Tall buildings conjested in CBD, Nairobi on March 07, 2024. [Stafford Ondego, Standard]

Nairobi has lost a chance to host a climate change hub after the Advisory Board changed the location to Geneva.

Earlier, the United Nations agencies had recommended Nairobi as the optimal location from a shortlist of other cities such as Addis Ababa, Bonn and Geneva.

The decision to change the location has raised concerns among African climate stakeholders who met in Lilongwe, Malawi, during the third African Regional Conference on Loss and Damage.

They have disagreed with the decision to have the Santiago Network on Loss and Damage hosted in Geneva despite a recommendation by UN agencies.

The agencies had proposed Nairobi, a relatively cheap location that also hosts other UN environmental bodies.

The stakeholders were meeting to develop strategies for accelerating access to loss and damage funds.

It was not clear why Geneva, which was ranked low in the analysis, was preferred.

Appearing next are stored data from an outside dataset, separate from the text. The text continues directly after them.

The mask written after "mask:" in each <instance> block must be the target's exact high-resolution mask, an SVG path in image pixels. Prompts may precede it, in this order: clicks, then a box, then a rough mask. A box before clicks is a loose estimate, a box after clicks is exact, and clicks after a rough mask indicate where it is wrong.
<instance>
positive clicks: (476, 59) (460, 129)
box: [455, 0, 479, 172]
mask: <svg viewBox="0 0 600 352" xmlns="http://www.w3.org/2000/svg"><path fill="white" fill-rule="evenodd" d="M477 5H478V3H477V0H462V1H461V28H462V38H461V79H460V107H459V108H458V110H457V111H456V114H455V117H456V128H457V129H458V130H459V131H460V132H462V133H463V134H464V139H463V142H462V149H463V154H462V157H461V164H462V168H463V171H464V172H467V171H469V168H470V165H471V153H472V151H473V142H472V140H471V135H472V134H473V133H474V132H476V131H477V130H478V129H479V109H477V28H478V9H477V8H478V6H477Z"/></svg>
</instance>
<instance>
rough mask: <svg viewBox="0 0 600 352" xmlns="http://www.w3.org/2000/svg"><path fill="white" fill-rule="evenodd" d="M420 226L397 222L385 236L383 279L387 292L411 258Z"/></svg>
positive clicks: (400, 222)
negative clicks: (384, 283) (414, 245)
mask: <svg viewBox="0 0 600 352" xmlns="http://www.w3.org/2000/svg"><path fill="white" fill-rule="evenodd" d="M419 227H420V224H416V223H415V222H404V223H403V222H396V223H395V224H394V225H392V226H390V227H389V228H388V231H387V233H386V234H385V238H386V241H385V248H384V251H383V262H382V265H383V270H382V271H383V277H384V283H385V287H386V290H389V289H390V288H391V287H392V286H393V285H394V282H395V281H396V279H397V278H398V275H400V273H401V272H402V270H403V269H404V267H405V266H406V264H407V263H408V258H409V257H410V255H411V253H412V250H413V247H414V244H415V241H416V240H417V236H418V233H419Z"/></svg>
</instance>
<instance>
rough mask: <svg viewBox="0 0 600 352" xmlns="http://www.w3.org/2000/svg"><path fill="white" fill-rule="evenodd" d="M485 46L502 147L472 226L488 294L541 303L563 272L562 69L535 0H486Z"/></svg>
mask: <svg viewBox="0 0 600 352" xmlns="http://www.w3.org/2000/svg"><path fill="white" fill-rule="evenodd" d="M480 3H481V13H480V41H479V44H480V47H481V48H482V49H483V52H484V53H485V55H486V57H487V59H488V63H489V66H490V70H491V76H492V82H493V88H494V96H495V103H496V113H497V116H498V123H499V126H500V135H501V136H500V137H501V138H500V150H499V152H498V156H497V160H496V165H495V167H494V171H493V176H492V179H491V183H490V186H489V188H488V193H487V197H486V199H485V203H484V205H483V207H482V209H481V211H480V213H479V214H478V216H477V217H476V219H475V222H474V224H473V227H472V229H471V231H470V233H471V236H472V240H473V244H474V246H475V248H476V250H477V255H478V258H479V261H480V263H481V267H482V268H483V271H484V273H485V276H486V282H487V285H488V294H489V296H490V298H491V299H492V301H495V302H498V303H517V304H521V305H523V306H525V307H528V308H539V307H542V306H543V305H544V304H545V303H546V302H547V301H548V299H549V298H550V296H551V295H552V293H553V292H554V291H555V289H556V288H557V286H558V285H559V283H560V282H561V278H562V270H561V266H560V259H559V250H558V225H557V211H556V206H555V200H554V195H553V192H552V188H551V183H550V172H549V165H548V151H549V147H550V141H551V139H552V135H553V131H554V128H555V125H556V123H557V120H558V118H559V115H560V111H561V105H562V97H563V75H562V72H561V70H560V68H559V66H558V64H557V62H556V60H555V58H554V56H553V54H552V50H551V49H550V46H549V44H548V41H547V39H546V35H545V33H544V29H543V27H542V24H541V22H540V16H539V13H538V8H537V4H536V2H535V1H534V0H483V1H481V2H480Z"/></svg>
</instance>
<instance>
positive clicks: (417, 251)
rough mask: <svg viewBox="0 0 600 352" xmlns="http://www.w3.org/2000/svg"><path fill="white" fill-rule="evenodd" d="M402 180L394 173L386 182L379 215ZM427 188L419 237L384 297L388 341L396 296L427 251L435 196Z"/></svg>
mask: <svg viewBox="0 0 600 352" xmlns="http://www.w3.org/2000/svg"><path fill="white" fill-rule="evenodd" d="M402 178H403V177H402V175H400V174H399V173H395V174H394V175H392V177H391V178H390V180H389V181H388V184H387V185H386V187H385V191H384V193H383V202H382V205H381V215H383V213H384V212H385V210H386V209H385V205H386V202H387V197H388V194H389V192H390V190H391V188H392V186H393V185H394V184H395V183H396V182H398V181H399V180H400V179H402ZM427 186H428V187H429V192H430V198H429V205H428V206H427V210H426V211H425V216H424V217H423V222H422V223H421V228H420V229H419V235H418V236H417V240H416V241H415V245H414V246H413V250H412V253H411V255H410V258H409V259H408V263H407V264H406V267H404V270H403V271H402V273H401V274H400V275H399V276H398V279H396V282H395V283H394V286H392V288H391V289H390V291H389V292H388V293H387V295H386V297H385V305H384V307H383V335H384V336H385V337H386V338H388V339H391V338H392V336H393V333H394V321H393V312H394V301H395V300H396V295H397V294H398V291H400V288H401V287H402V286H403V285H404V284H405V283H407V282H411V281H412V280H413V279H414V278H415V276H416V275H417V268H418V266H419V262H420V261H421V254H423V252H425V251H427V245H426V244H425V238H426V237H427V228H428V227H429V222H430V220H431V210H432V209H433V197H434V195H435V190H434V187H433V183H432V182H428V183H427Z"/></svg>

"We are aggrieved that the hosting right for a platform that embodies the struggles of the communities at the frontline of the climate crisis, and whose location should symbolise the very palpable rationale of tackling Loss and Damage has once again been unjustly snatched from a third country through a clandestinely nefarious process of manipulation, carrot-dangling and intimidation," the leaders said during the conference.

The conference was hosted by the Pan-African Climate Justice Alliance, Civil Society Network on Climate Change and the government of Malawi, in partnership with other civil society groups.

Following the discontentment, the leaders called for the declaration of the Advisory Board Decision in Geneva as null and void while calling upon appointing authorities, especially those from Africa and other developing countries, to investigate the possibility of collusion and manipulation by industrialised countries.